El texto del documental está cargado de “época”. La hora de los hornos tiene un argumento sartreano-fanoniano. Los pueblos están colonizados, y para descolonizarse es legítima la apelación a las armas. La lectura del locutor –seguramente, es la voz de Octavio Getino, autor de la línea argumental– no tiene fisuras, es coherente y no se priva frecuentemente de redundar con la imagen. En ellas, muchos protagonistas hacen el mismo razonamiento: hemos luchado en democracia y no nos escuchan, prueba de lo ficticio del andamiaje institucional; nos queda la salida violenta. Escenas de luchas de insurgentes africanos son mostradas simultáneamente, en un gesto que La hora de los hornos quiere abarcar. Desde los testimonios de la delegada Taborda, una figura prístina, una militante de etérea belleza criolla, una doncella sindical, hasta la extraña efigie que en Tucumán hace un discurso llamando a las armas, Pino recoge testimonios que tienen la misma contundencia política que la fuerza con la que se trata el paisaje (fabril o suburbano) que acompaña en contrapunto a los rostros. Es conocido el contraste que presenta Pino en su filme: una elite cultural vanguardista que se ve ajena a los compromisos sociales más fuertes. Al cabo, en buena parte no sería así.

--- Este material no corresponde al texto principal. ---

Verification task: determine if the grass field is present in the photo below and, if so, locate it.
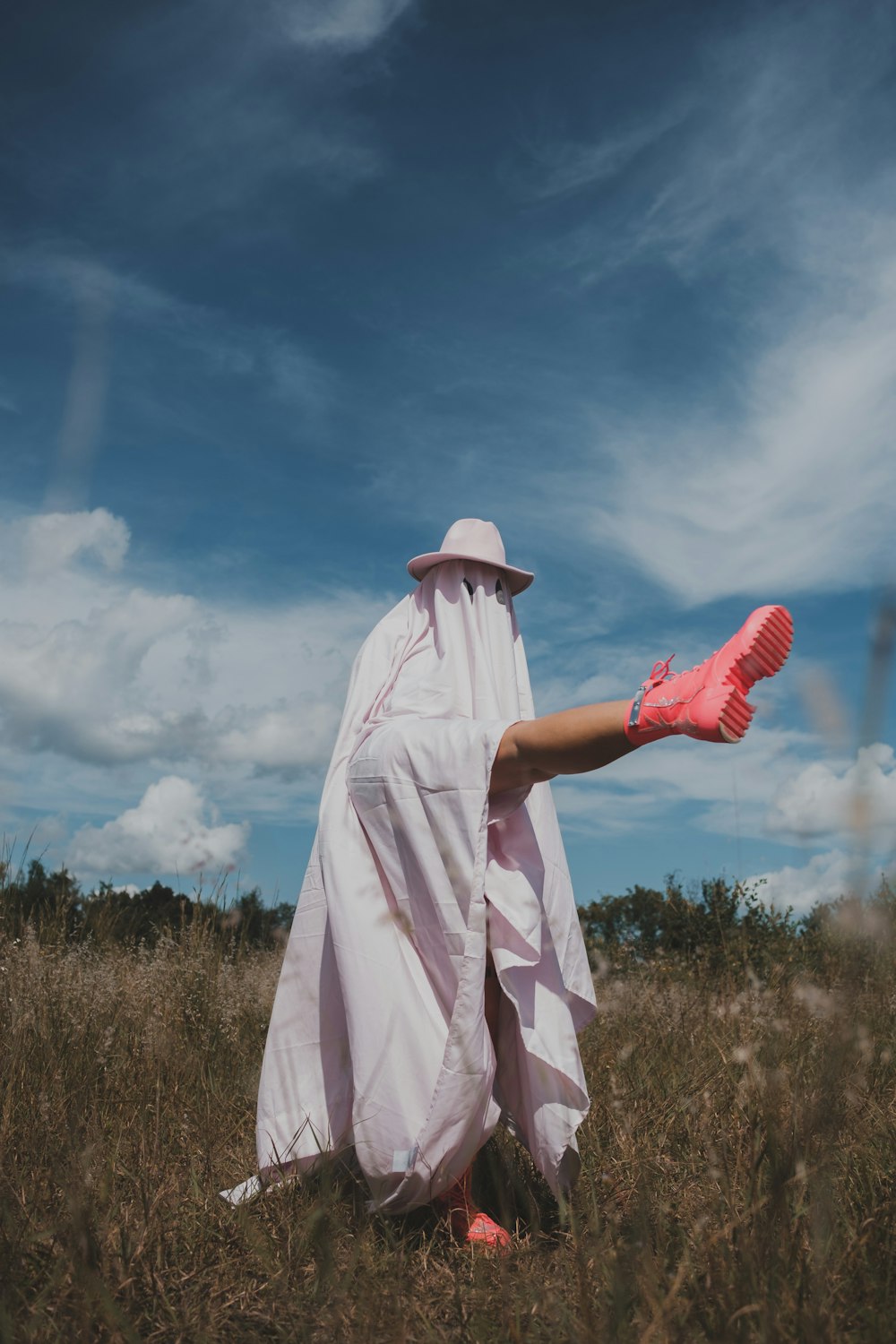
[0,924,896,1344]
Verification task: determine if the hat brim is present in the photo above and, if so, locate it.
[407,551,535,597]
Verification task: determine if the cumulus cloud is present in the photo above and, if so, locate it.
[769,742,896,844]
[0,510,384,780]
[745,849,896,916]
[67,774,248,875]
[745,849,855,916]
[24,508,130,574]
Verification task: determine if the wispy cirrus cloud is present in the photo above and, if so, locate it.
[280,0,414,51]
[0,244,336,418]
[504,4,896,605]
[4,0,414,236]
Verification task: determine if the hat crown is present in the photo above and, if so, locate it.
[441,518,506,569]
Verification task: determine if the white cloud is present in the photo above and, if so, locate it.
[24,508,130,574]
[518,4,896,605]
[0,245,334,422]
[745,849,855,916]
[67,774,248,875]
[552,720,812,839]
[745,849,896,927]
[769,742,896,846]
[584,259,896,604]
[0,510,388,780]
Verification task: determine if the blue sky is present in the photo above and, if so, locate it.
[0,0,896,910]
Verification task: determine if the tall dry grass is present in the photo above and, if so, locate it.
[0,925,896,1344]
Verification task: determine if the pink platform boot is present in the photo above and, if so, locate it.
[625,607,794,746]
[434,1168,512,1255]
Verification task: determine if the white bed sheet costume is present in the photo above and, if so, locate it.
[256,524,595,1212]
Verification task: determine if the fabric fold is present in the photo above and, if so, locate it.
[258,562,595,1212]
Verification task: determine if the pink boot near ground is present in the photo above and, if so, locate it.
[625,607,794,746]
[434,1169,512,1255]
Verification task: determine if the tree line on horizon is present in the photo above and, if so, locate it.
[0,859,896,978]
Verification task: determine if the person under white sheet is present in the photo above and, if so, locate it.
[240,519,790,1247]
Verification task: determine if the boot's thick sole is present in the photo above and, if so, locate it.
[710,607,794,742]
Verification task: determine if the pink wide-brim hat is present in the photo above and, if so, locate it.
[407,518,535,597]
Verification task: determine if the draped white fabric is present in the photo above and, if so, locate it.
[258,561,594,1212]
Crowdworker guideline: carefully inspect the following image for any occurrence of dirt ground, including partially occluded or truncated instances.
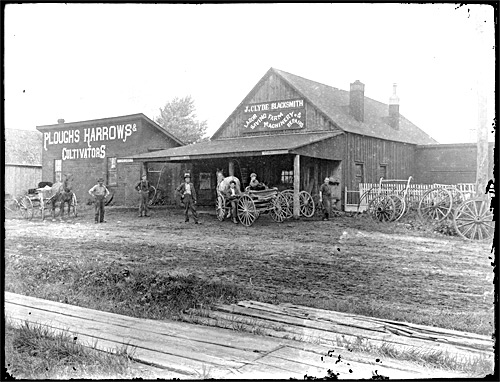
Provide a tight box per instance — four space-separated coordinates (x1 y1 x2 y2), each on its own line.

Pero La hora de los hornos quería realizar una experiencia original para un documental: fusionarse con la vida. Pino quería buscar con un documental-ficcional la reconfiguración del espectador y su transformación en militante. Tenía en mente “el efecto Potemkin”. Ver un filme era generar en el espectador emociones militantes que documentaron su pasaje del mito del cine al drama de la historia.